You play as Samus Aran, an armored and mostly faceless space mercenary sent to a distant unexplored planet to retrieve a kidnapped alien. The rest of the plot doesn't really matter. There is backstory and lore and worldbuilding and old grudges and a couple twists and turns and a surprisingly emotional climax, but all of it is only as important as you want it to be. This isn't the perfect part. This game is not about the story.
It's not about the running around and shooting things, either, although that part is pretty dang fun; it's not about the treasure hunting, or the cool combo attacks, or the speedrun bonus endings, though these things are fun too.
To be clear: this is a very good game. The environments and their challenges are perfect. I dare you to find a single flaw in the level design or engineering. But this is not why I'm writing about it.
At its core, this game is about immersion and isolation. It is about being a small singular creature in a strange vast world. It is about architecture and landscape, and how we interact with our environment. This game makes it clear that the planet you're standing on doesn't care all that much about you.
It is a game about loneliness.
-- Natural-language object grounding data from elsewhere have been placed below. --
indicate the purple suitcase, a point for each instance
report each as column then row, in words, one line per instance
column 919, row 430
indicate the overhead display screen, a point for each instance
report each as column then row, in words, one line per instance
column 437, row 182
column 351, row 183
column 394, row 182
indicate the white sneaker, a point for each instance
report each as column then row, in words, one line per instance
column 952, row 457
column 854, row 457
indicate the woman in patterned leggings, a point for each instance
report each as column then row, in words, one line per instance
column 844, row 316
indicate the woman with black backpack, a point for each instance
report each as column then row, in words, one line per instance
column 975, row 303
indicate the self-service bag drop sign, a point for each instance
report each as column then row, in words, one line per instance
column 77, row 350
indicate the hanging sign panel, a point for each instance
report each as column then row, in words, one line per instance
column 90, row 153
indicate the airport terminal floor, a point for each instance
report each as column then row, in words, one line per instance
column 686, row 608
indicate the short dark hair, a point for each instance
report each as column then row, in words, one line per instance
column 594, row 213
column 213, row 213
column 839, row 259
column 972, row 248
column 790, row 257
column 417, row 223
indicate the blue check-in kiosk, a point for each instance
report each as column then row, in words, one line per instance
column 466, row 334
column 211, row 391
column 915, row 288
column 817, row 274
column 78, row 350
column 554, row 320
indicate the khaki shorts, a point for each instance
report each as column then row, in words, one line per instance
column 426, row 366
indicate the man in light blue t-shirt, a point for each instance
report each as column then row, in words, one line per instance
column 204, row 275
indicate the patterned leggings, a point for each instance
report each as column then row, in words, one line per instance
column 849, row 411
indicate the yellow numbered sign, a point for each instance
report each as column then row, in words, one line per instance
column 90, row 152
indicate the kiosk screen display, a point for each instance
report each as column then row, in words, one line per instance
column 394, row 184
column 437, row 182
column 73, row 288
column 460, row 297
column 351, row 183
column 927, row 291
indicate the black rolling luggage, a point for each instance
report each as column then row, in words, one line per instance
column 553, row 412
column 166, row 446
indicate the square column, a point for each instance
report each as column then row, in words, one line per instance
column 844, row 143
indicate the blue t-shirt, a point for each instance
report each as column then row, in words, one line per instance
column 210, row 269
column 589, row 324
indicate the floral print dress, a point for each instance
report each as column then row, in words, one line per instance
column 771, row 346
It is a game about being lost.
You wander through the earth, alone in your armor, getting hurt, making mistakes, trying things that don't work, trying things that do. You make discoveries, uncover secrets. You carve your way forward, breaking into new terrain, then pick your way back to where you began to do it all over again with fresh eyes and new knowledge. Bit by bit, you, the stranger, map out the contours of this huge alien landscape and make it your own.
This is a game about learning and changing over time. It is a game that forefronts you, the player, and your unique experience of playing. It is also a game that teaches you how to play it, in a sublimely efficient and understated way.
It is a game about the experience of being alive. It is a game about being human, imperfect, unprepared. It is a game about being alone on this strange and terrible planet. It is a game about muddling through and figuring things out as you go along. It is a game about how sometimes progress looks an awful lot like going backwards.
It's also really beautiful.
It is a perfectly constructed piece of art. Please play it.